ILLC: Iterative Layer-by-Layer Compression for Enhancing Structural Faithfulness in SpArX
Ungsik Kim
TL;DR
This work tackles the challenge of compressing deep neural networks without sacrificing structural fidelity or explanatory power. It introduces Iterative Layer-by-Layer Compression (ILLC), a layer-wise scheme that recalibrates each layer before compressing the next, achieving lower input-output and structural unfaithfulness while preserving the argumentative reasoning captured by the SparX/QBAF framework. Empirical results on the Breast Cancer Diagnosis dataset show consistent improvements across global and local explanations and reveal phenomena like Bi-Local-Maxima and Dead Neurons, which ILLC mitigates. The approach promises more compact, faithful models suitable for high-stakes domains where transparent internal reasoning is required, with potential extensions to other architectures and skip-connected networks.
Abstract
In the field of Explainable Artificial Intelligence (XAI), argumentative XAI approaches have been proposed to represent the internal reasoning process of deep neural networks in a more transparent way by interpreting hidden nodes as arguements. However, as the number of layers increases, existing compression methods simplify all layers at once, which lead to high accumulative information loss. To compensate for this, we propose an iterative layer-by-layer compression technique in which each layer is compressed separately and the reduction error in the next layer is immediately compensated for, thereby improving the overall input-output and structural fidelity of the model.

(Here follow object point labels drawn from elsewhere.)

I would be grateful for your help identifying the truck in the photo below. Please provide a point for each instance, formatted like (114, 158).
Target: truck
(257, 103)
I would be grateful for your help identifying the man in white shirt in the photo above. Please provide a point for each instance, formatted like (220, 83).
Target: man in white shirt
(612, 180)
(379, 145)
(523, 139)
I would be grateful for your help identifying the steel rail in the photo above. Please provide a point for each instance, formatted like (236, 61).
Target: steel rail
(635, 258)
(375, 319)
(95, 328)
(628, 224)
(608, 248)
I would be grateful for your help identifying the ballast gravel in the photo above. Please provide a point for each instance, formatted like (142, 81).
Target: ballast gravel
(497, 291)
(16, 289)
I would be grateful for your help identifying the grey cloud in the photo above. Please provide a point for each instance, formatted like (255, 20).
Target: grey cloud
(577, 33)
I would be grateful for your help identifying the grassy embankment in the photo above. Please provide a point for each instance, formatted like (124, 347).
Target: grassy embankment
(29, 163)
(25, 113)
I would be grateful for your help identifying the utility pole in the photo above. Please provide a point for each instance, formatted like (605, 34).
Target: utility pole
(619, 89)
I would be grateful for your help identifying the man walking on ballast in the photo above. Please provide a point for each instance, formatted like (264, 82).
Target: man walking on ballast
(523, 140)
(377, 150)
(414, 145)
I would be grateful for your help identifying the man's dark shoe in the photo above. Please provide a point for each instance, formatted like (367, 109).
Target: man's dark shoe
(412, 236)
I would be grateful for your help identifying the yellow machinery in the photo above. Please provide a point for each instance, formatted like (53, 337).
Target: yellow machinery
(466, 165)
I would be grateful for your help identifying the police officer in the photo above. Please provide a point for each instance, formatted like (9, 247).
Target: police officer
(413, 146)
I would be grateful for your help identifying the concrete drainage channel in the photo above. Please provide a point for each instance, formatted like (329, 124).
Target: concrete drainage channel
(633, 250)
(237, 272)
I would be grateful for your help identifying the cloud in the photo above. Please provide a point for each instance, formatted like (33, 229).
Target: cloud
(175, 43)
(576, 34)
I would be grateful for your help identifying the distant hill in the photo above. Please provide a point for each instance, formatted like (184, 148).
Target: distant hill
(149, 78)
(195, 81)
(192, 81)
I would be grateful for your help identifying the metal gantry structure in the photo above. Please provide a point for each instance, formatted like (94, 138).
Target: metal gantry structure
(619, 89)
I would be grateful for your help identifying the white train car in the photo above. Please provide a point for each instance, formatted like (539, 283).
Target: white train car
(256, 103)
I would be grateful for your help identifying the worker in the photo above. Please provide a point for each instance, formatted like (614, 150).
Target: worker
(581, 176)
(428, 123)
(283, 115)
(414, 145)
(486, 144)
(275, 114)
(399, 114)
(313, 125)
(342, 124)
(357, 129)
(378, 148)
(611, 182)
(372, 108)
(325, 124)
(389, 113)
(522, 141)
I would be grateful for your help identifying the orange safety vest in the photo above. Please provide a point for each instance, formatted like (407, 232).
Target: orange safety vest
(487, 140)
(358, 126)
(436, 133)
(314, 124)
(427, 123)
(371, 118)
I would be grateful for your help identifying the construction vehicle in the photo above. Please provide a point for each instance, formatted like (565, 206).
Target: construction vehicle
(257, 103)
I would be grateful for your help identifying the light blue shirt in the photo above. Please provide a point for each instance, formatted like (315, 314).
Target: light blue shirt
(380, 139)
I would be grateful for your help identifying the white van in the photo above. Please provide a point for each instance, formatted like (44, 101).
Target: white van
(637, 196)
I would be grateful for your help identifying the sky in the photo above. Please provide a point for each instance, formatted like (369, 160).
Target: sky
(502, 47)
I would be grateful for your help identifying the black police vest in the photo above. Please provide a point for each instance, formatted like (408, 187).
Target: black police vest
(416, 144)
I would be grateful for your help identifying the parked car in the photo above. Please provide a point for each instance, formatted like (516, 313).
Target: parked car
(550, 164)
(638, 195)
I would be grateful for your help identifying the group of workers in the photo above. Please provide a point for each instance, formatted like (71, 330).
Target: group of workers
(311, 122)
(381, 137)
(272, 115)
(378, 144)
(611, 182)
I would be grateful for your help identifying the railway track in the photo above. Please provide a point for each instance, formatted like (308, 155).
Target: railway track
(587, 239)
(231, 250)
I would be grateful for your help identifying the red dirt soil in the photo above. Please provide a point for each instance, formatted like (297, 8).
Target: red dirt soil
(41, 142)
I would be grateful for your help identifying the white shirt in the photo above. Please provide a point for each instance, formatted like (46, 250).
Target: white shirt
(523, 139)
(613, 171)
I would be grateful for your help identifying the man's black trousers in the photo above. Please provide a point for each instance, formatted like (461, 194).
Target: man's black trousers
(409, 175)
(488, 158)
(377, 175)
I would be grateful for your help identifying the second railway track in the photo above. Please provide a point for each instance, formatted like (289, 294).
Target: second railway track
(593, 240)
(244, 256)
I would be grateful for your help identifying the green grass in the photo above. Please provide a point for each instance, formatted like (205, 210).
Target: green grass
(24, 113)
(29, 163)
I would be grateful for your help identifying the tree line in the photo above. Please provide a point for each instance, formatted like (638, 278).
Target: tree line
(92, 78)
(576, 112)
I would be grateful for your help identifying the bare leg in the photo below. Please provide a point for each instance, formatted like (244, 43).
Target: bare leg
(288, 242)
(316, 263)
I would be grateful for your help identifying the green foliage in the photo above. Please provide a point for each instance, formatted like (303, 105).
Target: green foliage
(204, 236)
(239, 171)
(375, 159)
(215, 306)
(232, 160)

Experiments on the Breast Cancer Diagnosis dataset show that, compared to traditional compression, the method reduces input-output and structural unfaithfulness, and maintains a more consistent attack-support relationship in the Argumentative Explanation scheme. This is significant because it provides a new way to make complex MLP models more compact while still conveying their internal inference logic without distortion.